The Fate of Keynesian Faith in Joseph’s Countercyclical Moral

Into the fifth year of the Great Recession our nation’s scarcity of jobs continues to condemn tens of millions of us to suffer a hard life of involuntary unemployment, underemployment, and insufficient wages. One would hope that any future political agreements made to mend the fiscal health of the nation would not worsen this scarcity, but lead directly to solving it. A crucial way to accomplish this would be for our leaders to reassert their faith and confidence in the primary efficacy of economics’ countercyclical principle in fashioning these agreements. After all, thousands of years of evidence prove the overwhelming effectiveness of the countercyclical moral, that jobs, fiscal health, and prosperity are best grown and sustained by spending in times of scarcity, and saving in times of plenty.

According to the biblical legend,1 the countercyclical moral was suggested to Pharaoh by a Hebrew named Joseph after Pharaoh was disturbed by two dreams. The first dream concerned seven fat and seven scrawny cows, and the second about seven full and seven withered ears of corn. In both the lean ate up the fat. That there were two dreams made the moral all the more insistent, and the consequences all the more potentially catastrophic if not heeded.
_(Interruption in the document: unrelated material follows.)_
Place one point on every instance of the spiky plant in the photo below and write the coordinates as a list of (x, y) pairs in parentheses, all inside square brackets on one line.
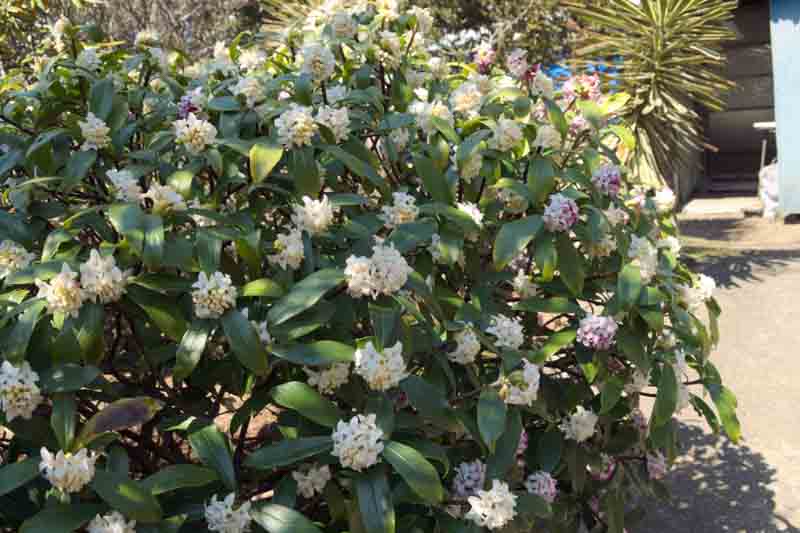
[(668, 56)]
Pharaoh called upon Joseph, a celebrated diviner of dreams. After listening to the dreams Joseph told Egypt’s supreme ruler that his people were about to experience seven years of plenty, followed by seven years of famine. Without a pause Joseph went on to suggest that Pharaoh set aside a fifth of the produce of the land during the years of plenty so that the people could survive the famine. Enlightened by Joseph’s rare familiarity with dreams, as well as his sound economic advice, Pharaoh promptly realized there was no man more evidently discerning and wise before him than Joseph, so he installed Joseph as his second in command, the Chancellor of the realm, especially to carry out the stated policy. As the legend is told, then, Pharaoh’s faith in Joseph’s countercyclical moral saved the Egyptian nation and Israel’s ancestors, thus the future of our Jewish, Christian, and Islamic Abrahamic heritages.

Today we face an economic problem which is a bit more sophisticated than agricultural husbandry as it was four thousand years ago or so. Happily, Joseph’s countercyclical moral is ubiquitously curative because old-fashioned fear and greed rule the outcome of any economy’s central question: How can we save ourselves through continuous times of plenty and scarcity?

It is not difficult to imagine that without Joseph’s wisdom it is likely that our usual herd behavior would have prevailed in ancient Egypt by following a political script as old as the economic surplus. Compelled by their greed, Pharaoh and his rich and powerful retinue most likely would have kept the plenty to themselves no matter what the economic conditions, or costs, by skillfully manipulating the fear of the many, and above all by clinging to the power to control all resources. The father of modern economics, Adam Smith, thought this herd dynamic so commonplace that he took it for granted: “Civil government,” he said, “so far as it is instituted for the security of property, is in reality instituted for the defence of the rich against the poor, or of those who have some property against those who have none at all.” No doubt the rich, and their “little nobility,”2 as he put it, would have justified their behavior as necessary for the nation’s survival because the wealth of the “jobs creators” obviously over time trickles-down to the many, thus creating and insuring their and their children’s very livelihoods.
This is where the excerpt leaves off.